It has been a while since we’ve posted an update here, so I’d like to introduce you to the team’s current project. Hermes 2 is a rebuild of last year’s vehicle with dozens of improvements. Some of the most visible ones include the motor case-as-airframe design (saving several pounds of airframe), ablative leading edges on the fins, addition of a lower avionics bay, containing a data logger and several cameras, and a redesigned avionics bay, with 2 fewer bulkheads and no coupler. The motor will have about 75 kNs and uses an advanced ‘boost-sustain’ thrust curve with 5 BATES grains and 1 Finocyl grain. The propellant is a new formula, developed at MIT to burn longer and stabler at high pressures.
Hermes 2 retains the minimum diameter composite fin can of the first vehicle, and the pneumatic single-separation point dual deploy recovery scheme.
Hermes 2 will fly 2U worth of cubesat form factor payloads. We’re also creating opportunities for High Schoolers to fly Raspberry Pi based payloads on our rocket. We’re also investigating live video telemetry, and nose cone thermal data.
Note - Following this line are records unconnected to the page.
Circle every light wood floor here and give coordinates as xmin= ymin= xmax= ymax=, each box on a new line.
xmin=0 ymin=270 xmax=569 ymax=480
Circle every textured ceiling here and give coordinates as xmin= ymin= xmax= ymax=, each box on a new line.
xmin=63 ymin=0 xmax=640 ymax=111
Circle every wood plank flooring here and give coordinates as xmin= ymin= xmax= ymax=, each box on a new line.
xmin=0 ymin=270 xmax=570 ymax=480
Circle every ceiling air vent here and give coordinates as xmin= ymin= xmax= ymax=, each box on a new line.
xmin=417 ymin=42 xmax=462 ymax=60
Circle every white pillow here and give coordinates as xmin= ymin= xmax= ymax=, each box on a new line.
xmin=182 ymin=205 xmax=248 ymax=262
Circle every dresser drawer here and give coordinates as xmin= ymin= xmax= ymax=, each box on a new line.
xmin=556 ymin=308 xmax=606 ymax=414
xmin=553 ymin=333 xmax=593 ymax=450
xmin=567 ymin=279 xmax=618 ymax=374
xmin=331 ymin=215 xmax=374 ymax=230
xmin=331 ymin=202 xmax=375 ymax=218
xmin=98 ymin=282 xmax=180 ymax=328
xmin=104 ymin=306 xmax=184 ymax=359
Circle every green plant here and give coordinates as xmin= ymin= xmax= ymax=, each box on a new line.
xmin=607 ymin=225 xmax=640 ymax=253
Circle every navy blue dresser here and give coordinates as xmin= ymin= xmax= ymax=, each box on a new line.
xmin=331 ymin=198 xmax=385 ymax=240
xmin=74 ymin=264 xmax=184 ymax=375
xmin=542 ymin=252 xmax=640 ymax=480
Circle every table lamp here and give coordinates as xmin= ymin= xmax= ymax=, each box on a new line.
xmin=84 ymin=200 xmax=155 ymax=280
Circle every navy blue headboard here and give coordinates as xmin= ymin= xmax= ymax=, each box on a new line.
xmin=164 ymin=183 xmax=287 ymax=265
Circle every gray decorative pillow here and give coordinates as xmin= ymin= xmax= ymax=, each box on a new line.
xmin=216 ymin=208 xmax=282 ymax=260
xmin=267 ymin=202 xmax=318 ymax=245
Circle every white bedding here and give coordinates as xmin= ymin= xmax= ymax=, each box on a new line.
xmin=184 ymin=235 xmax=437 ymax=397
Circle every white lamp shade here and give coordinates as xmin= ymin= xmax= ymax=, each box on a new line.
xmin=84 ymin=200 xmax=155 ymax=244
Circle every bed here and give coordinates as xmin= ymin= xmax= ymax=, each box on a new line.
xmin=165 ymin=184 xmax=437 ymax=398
Hermes 2 is scheduled to fly at the end of March at Spaceport America, pending a successful static fire of the propulsion system in January. As always, our research and development for this project is posted on our wiki, under the Project Hermes heading. We ultimately hope that this vehicle will be the first stage of our first rocket capable of exceeding the Karman Line, lofting an undesigned second stage sometime in 2020 or later.